Dahmshöhe Castle (around 1987)

In 1929 the Berlin banker and art collector Siegfried Bieber acquired the 235 hectare Dahmshöhe near Altthymen from Privy Councilor Richard Weber in Berlin , which was known as the Ochsenkrug until around 1865 and was then named after Carl Ferdinand Dahms. By far the largest part of the area consisted then as now of forest, 30 hectares were designated as arable land, 40 hectares as grassland. The livestock consisted of 5 horses and 22 cattle.

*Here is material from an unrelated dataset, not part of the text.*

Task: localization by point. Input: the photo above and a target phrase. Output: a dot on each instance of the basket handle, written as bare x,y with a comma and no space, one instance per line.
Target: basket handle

Bieber had an exclusive country estate built some distance from the old estate with its simple farm buildings. He entrusted Paul Schultze-Naumburg , at that time one of the most famous conservative architects in Germany. Since Schultze-Naumburg mainly designed representative villas and mansions, builders from the circles of the Jewish upper middle class were among his customers. After the First World War, however, Schultze-Naumburg had increasingly moved towards racist and anti-Semitic positions. His book “Art and Race” was published in 1928, and two years later he became a member of the NSDAP . Siegfried Bieber could not have remained ignorant of these views of his architect, which in his eyes evidently took a back seat to the common preference for traditional, landscape-related building.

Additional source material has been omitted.